Thursday, October 16, 2008
Credit Frozen & Cuban Missile
Don't ask me why or how, but there was an IMF meeting a couple of days ago in Washington DC, and me being still in New York, I had the opportunity to talk to a very senior, influential gwailo friend ... I asked for his assessment of just how bad the whole crisis had been over the last few days. His comments shocked me.
Like the rest of the world, we were shaking our heads over the daily dips of 5%-10%, but we also thought that things would stabilise once the central banks of the world got their act together. He said that on Friday, he had never been so "hapless, resigned to fate in a bad way". Mind you, my friend is on the board of two top 1,000 companies and has been on select committees on banking oversight committees. He has access to influential board members of the Federal Reserve and many of the top guys at IMF.

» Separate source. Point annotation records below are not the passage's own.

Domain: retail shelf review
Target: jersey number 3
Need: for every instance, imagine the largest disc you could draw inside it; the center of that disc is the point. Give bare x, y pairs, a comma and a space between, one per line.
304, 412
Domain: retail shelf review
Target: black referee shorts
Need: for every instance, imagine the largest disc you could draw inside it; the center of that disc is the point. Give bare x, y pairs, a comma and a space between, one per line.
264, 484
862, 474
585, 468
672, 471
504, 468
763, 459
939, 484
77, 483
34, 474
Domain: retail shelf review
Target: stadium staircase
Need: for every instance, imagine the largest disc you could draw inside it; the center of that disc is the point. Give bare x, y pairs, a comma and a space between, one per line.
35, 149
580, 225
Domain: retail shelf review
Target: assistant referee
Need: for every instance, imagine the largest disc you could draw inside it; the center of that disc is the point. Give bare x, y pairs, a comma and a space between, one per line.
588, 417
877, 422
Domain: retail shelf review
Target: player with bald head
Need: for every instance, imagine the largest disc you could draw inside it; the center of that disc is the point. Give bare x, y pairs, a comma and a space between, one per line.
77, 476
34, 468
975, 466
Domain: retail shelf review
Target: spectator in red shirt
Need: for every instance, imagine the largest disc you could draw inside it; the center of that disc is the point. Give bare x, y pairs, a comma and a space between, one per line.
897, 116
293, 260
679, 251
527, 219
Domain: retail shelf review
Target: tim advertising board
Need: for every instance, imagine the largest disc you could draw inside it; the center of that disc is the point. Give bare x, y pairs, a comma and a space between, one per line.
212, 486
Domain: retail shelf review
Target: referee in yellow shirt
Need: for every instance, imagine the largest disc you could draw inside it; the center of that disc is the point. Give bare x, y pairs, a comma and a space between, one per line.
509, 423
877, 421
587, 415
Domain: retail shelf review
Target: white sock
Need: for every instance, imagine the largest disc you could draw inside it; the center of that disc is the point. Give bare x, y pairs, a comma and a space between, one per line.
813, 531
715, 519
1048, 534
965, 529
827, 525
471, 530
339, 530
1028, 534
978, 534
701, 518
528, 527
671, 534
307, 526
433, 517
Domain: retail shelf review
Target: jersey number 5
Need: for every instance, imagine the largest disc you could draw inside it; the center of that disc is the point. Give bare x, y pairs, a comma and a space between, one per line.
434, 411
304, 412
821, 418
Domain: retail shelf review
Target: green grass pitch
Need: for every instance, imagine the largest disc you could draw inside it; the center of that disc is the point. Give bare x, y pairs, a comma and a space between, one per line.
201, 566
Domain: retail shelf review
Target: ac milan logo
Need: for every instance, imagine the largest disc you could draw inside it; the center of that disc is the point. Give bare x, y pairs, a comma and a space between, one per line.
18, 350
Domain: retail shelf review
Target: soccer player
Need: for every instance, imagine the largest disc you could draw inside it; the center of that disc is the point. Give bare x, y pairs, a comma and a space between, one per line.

He said things were so ON THE EDGE last Friday, he felt the same way when the Cuban missile crisis was at its peak fervour. During the latter period, he was resigned to either side sending the nuclear missiles to each other and knowing in his heart that there is a very real chance that life as he knows it may evaporate in a matter of hours. Can you imagine a person comparing that to the the situation last Friday. He said that things were so "open and shut" that the central banks were in real danger of not being able to come up with the deposit guarantees and buying of stakes in banks. There was a real chance that all markets was going to continue to collapse further. He added that if people knew how bad things were behind the scenes, they would wobble at their knees. He said on Friday, he was willing to take a bet that the Dow Jones may hit 6,000 in the coming days.
His view has improved now. Now he thinks there is a good chance that things will work, that liquidity will return, but sees thing only returning to normal after 6 months.